Corporate & Commerical Law, Competition Law Update, Competition Commission's New Improved Superpowers

by Jennifer Finnigan, Partner, Durban,
Practice Area(s): Corporate & Commercial |

Come 1 April 2013, our Competition Commission can wield its brand new superpower – the right to carry out market inquiries without an initial complaint. 

Any “market” displaying features which prevent, distort or restrict competition is open to investigation by the Competition Commission in terms of the new chapter of the Competition Act.

 If you aren’t faithfully reading the Government Gazette, you’d better start now because the first market participants will know of a forthcoming inquiry is a notice which the Commission has to publish in the Government Gazette. 

The Commission is supposed to include in its notice terms of reference for the market inquiry (which have to set out the scope of the inquiry and the time it is expected to take) as well as an invitation to the public to provide information about the market inquiry.  Bearing in mind that the infamous bread cartel investigation started with a complaint from a small business, imagine what where these public invitations may lead…

One saving grace is that the Competition Commission may not descend on hapless market participants in dawn raids.  It can, however, summons them to provide information and to attend interrogations and those summoned have to attend or face contempt charges.  Beware those summonses though because the Commission is allowed to use information obtained in the course of its market inquiry to initiate complaints against firms resulting in consent orders, further investigation or a direct referral to the Tribunal for hearing.  That is the really scary part of these powers.

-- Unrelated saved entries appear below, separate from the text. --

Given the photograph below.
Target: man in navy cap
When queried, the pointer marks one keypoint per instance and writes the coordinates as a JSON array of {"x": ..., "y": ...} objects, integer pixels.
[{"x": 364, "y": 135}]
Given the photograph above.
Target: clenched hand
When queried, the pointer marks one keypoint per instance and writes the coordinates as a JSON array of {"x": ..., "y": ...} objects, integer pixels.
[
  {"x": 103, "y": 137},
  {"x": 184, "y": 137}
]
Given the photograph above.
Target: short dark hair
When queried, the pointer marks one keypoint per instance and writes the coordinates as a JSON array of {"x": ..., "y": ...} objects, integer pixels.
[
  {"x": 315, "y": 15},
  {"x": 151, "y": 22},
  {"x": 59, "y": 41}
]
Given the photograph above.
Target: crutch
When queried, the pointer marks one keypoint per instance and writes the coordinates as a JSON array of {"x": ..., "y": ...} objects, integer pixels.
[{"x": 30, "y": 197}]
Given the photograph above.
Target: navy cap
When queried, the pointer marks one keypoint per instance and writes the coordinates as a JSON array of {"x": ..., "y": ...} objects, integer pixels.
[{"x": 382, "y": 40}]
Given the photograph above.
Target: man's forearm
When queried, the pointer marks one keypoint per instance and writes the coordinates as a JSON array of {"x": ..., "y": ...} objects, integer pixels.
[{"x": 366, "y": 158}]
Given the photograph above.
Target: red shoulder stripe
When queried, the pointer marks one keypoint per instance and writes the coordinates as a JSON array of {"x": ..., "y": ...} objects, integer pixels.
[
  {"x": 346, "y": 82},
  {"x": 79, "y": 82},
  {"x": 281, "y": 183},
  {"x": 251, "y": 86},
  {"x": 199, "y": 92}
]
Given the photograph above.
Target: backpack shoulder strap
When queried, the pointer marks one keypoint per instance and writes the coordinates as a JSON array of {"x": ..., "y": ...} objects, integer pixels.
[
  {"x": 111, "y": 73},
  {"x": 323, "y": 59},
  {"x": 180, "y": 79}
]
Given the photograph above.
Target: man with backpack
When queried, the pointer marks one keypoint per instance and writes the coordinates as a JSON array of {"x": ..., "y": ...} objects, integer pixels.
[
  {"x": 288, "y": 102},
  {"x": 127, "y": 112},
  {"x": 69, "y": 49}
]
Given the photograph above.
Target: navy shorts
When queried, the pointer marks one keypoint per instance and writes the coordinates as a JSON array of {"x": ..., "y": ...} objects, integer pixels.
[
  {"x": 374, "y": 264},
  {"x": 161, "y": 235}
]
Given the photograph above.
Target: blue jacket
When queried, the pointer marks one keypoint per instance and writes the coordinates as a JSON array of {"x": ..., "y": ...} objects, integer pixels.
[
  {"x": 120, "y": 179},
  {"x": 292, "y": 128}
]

Those powers are really, after all, what this is all about.  Yes, the Commission must report to the Minister on its findings and publish that report in the Government Gazette but who really cares about that?  At the end of the day when the Commission starts a market inquiry, every firm in the affected market had best take a long hard look at itself before the Commission starts rummaging through its records.  Rumour has it that the healthcare industry is first on the hit list.  Only time will tell.